Jen's father had to adjust to a new "normal"


Jen’s father was on the way to revolutionizing the car industry when he suffered a stroke. Now with Conduction Aphasia, she has to help her parents adjust to their new lives with aphasia.



So my name is Jen Bolton and I am the caregiver and the daughter of an Aphasia patient here at the Aphasia Center. My dad’s stroke was on September 4th 2014. Before his stroke, my dad was one of the more brilliant people that we’ve known. He spent most of his time doing advanced math and engineering problems as a sideline. He was engaged in what he called his “project”, which was essentially creating a new type of car engine that would run being powered by magnetic levitation on each wheel independently, almost like a golf cart.

Immediately after his stoke, dad was essentially nonverbal. He would attempt to speak, but what came out had essentially no relationship to words. It was just sounds. It was fluent in terms of having the same rhythm and natural pauses that speech would have, but there were no words in any of his utterances. He had no ability to write, he could not copy a picture, copy a letter, nothing. He had very significant difficulty with following very simple instructions but communication was a challenge.

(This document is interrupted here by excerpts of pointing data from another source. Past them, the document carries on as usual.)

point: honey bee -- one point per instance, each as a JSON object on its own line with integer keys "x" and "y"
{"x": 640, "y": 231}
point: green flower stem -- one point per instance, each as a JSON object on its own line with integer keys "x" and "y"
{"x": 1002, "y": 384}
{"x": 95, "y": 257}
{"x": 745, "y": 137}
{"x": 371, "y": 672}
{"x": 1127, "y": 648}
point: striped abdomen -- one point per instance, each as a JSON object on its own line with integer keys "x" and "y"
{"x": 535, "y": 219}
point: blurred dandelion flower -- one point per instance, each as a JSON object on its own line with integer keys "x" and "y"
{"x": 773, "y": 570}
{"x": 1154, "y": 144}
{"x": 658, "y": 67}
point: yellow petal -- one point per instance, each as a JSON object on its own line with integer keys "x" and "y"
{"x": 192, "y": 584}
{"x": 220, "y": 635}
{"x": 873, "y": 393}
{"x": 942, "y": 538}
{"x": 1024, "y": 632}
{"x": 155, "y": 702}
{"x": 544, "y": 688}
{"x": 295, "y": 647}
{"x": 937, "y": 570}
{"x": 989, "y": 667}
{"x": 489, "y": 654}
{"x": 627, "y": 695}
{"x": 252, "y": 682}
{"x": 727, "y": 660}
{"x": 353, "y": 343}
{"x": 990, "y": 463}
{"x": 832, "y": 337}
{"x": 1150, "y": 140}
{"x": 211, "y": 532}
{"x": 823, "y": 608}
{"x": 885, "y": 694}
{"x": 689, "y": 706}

He could understand what was coming in but he had no way of communicating back anything that he was trying to get us to understand - he couldn’t write it, he couldn’t speak it, he couldn’t say it, he couldn’t exactly point to it.</

Simple concepts he was able to actually go and show us what it was that he wanted. He was very, very, very compromised.

We continued with that level of daily one hour a day speech therapy for approximately two and a half months till around December when we stumbled onto the Aphasia Center. We had a friend who had also had a stroke who had found the Aphasia Center and had really enjoyed it and had shown marked improvement in his time here.

The relationship between mom and dad has changed a bit… they’ve been together for a very very long time. They will celebrate their 50th anniversary next year and they were together for approximately four years before that so they’ve essentially been together since they were in their teens. They have always been able to more or less finish each other’s sentences but… while that has actually in the initial part of having had a stroke it actually made things a little bit easier because mom knew pretty much what dad would want without having to think about it, it’s actually been a little harder in the context of his improvement post-stroke because she doesn’t actually give him the opportunity to practice actually speaking. You had to really play conversationary to try and get to what he was actually trying to say.

Having him come to understand that life is different now than it was 18 months ago, that finishing that brand new version of a car is not something that is going to happen, is going to be something that’s very difficult. Understanding that we need to sort of recalculate what our desires and goals in life are is something that’s a bit of a challenge. A new normal is an excellent way of putting it… and finding our way to that normal is probably the next thing that we’re going to have to do.